[Labs-l] Partial (but dramatic) labs outage on Tuesday: 2015-02-24 1500UTC-1800UTC

Thu Feb 19 21:00:58 UTC 2015

It is with a heavy heart that I must share the news of an upcoming Labs 
maintenance window.

The labs NFS store (which you probably know as /data/project) is filling 
up rapidly and we need to add more drives.  By weird coincidence the 
actual physical space for that server in the datacenter is ALSO filling 
up, so Chris Johnson has graciously agreed to spend his day re-shuffling 
servers in order to make space for the new diskshelf.  This involves 
lots of unplugging and replugging and amounts to the fact that the NFS 
server will need to be turned off for several hours.

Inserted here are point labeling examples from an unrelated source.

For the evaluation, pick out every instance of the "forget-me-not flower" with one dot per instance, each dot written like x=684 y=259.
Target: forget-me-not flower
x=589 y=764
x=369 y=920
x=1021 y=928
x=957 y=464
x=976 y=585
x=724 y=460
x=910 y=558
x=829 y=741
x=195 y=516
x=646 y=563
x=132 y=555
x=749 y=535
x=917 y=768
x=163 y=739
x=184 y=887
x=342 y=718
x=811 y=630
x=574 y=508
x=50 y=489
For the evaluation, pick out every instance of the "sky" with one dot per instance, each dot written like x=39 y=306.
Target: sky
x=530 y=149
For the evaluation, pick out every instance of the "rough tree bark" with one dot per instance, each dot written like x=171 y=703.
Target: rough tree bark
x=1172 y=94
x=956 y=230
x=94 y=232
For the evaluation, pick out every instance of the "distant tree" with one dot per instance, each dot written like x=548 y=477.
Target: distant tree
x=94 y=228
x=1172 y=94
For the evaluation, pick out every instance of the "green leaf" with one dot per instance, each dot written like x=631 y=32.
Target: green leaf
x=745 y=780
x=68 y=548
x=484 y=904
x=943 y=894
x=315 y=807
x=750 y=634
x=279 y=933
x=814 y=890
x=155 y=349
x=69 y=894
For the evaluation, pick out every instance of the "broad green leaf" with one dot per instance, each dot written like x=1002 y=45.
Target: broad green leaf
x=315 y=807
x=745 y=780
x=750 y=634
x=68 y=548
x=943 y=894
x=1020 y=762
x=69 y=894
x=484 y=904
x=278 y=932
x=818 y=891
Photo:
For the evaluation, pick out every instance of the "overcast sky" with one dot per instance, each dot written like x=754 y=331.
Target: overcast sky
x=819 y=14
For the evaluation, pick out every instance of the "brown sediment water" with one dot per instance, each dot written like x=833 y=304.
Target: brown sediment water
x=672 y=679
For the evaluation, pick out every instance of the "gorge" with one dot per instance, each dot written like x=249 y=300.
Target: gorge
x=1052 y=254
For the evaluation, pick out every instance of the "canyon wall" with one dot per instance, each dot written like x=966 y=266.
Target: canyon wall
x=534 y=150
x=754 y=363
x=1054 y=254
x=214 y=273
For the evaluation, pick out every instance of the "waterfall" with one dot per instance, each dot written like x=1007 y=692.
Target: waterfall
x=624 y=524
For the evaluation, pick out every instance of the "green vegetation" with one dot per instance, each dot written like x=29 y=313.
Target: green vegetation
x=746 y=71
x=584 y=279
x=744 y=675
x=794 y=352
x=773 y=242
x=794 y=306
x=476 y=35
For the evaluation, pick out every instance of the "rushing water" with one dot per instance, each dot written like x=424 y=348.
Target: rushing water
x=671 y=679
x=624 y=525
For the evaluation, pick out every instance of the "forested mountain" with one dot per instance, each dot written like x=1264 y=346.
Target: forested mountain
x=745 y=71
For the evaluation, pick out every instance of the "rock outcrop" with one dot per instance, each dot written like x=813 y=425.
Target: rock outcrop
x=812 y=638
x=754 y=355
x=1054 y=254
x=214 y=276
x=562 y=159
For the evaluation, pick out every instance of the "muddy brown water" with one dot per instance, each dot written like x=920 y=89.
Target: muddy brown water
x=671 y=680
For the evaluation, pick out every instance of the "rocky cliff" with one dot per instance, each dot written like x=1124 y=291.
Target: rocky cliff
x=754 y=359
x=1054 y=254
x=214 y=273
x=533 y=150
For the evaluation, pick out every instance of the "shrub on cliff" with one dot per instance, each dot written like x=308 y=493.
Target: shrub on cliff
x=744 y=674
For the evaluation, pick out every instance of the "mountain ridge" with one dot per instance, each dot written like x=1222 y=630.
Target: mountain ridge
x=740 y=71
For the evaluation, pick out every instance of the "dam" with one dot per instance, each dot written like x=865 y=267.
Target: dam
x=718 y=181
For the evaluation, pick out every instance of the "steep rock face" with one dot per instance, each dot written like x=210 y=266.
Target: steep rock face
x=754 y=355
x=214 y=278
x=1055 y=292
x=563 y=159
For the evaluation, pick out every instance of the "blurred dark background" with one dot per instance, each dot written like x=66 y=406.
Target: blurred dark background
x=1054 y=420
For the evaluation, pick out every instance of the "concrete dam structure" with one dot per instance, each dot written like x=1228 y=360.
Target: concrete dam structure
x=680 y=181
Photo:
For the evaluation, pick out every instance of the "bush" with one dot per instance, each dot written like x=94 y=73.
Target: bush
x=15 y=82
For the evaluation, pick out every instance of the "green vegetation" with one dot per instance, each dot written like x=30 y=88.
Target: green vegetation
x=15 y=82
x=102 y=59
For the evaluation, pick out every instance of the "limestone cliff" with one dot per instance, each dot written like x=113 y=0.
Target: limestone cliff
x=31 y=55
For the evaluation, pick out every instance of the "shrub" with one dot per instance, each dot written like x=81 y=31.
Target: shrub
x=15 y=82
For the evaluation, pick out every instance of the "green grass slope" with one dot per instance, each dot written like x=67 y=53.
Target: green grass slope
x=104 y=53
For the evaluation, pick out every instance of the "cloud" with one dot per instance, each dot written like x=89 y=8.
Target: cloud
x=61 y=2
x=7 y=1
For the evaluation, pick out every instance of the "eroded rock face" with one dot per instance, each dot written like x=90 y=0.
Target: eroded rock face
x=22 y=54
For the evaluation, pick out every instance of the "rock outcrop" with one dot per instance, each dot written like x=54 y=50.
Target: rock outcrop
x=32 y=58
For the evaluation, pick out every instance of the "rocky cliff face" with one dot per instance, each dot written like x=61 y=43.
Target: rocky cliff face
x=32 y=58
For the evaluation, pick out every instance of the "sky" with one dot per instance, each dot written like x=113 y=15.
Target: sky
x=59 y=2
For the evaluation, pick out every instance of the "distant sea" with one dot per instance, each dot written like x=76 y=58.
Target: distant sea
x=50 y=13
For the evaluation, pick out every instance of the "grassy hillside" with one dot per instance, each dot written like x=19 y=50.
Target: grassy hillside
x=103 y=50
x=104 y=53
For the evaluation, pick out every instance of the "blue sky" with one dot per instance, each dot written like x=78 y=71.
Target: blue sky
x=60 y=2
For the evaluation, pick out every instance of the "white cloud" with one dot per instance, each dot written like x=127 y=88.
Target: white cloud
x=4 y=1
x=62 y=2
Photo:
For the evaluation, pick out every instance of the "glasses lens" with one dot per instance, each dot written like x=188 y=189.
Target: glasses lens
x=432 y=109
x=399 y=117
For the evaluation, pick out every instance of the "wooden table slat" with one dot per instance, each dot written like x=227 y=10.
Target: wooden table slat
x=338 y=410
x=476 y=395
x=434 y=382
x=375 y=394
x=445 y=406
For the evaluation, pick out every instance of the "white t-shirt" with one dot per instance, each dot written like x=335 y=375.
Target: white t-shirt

During this window Chris will take care of another long-deferred 
maintenance task -- he's putting more RAM into the labs puppet master, 
virt1000.

What will break:

- Shared storage for all labs and tools instances.  That includes 
volumes like /data/project, /public/dumps, /data/scratch, /home

- Logins to all instances running ubuntu Precise.  (Trusty hosts will 
/probably/ still support logins.)

- Login to wikitech and manipulation of instances.

What won't break:

- Labs instances will continue to run

- Tasks running on instances will continue to run; those that don't rely 
on shared storage should be fine.

- Web proxies should keep working, if the services they support aren't 
relying on shared storage.

What will get better:

- More storage space!

- Fewer problems with dumps filling up NFS (which is basically the same 
as 'more storage space'.

- More reliable puppet runs and fewer outages with miscellaneous 
OpenStack services (which also run on virt1000)

I apologize in advance for this downtime.  Don't hesitate to contact me 
or Coren either here or on IRC with advice about how to harden your tool 
against this upcoming outage.  We will also be available on IRC during 
and after the outage to help revive things that are angry about the 
timeouts.

-Andrew